Global Finance sat down with Ommeed Sathe, vice president and head of impact investing at Newark, New Jersey-based insurer Prudential Financial, to discuss how corporate social responsibility and profitable investing can go hand in hand.

Author: Udayan Gupta
Ommeed Sathe, vice president and head of impact investing at Newark, New Jersey-based insurer Prudential Financial,

Global Finance: Prudential, which has over a trillion dollars in assets under management, has been increasingly active in impact investing. You’ve said the results are promising (5%–6% average annual return). What is your strategy and organization?

Ommeed Sathe: My division, impact investments, is part of Prudential’s Office of Corporate Social Responsibility. It houses an investment function, a philanthropic function and an employee volunteer function. We’re relatively unique because we have all three under one roof. Impact investment at Prudential has been around for some time. The program was formalized in 1976, and at that time it was small. We started investing about $50 million a year but began ramping up around 2010. We expect to build up a $1 billion impact portfolio by 2020. 

GF: What’s the distinction between socially responsible investing (SRI) and impact investing?

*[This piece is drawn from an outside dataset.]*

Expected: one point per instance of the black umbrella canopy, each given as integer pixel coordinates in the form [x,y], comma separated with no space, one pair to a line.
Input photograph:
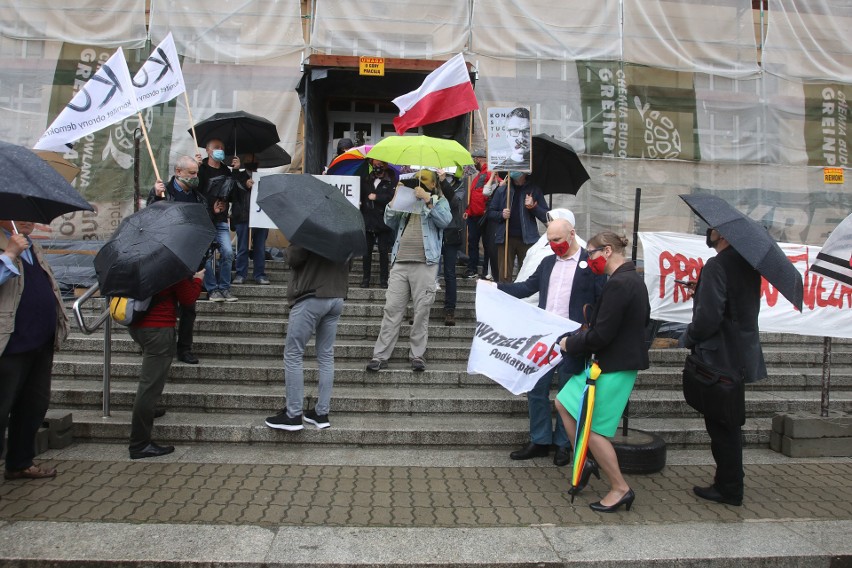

Sathe: Socially responsible investing in my mind includes instruments like green bonds, ESG (environmental, social and governance) bonds. They are most of what you’ll see on the BlackRock platform (BlackRock Impact), which means they are public instruments, public bonds, etc. Typically, they are subsets of whatever exists in the marketplace. They are negatively screened: That means you take an existing product, screen out something that’s not green, and you are left with something green. Impact investing is slightly different. It’s actively seeking out opportunities that both have social impact and can be profit-making. Most of what we invest in is private—private equity, private debt, venture capital. And, unlike [with] screened products, we are going out and finding those investments. In many cases, we’re investing in businesses that wouldn’t have existed otherwise. Most of what you see in financial services is people finding investments. We are actually making them. It can mean investing in an entrepreneur. Often, we find an entrepreneur [we like] and bring others along—investors, academics, regulators—to develop the initiative.

GF: What’s the scale of SRI versus impact investing?

Sathe: Both are very, very small. If you make SRI big enough so it includes clean energy, then it looks bigger. Some people even call small-business lending part of SRI. By contrast, impact investing is much smaller but growing rapidly. The teams also are different. An SRI team is composed of fixed-income managers. Our team is composed of venture capital types, investment professionals.

GF: How would you describe the financial returns? 

Sathe: We are often looking at areas that are heavily regulated, where conventional capital won’t go: charter schools, access to healthcare, lending sectors where borrowers don’t know where to turn. Many of these areas have a great deal of overlap with areas where there is maximum social impact. If you choose to go there, though, you’ll find that the investments will be in line with or outperform mainstream investments. Prudential has earned strong returns by being the first to invest in products like affordable housing that eventually crossed into the mainstream.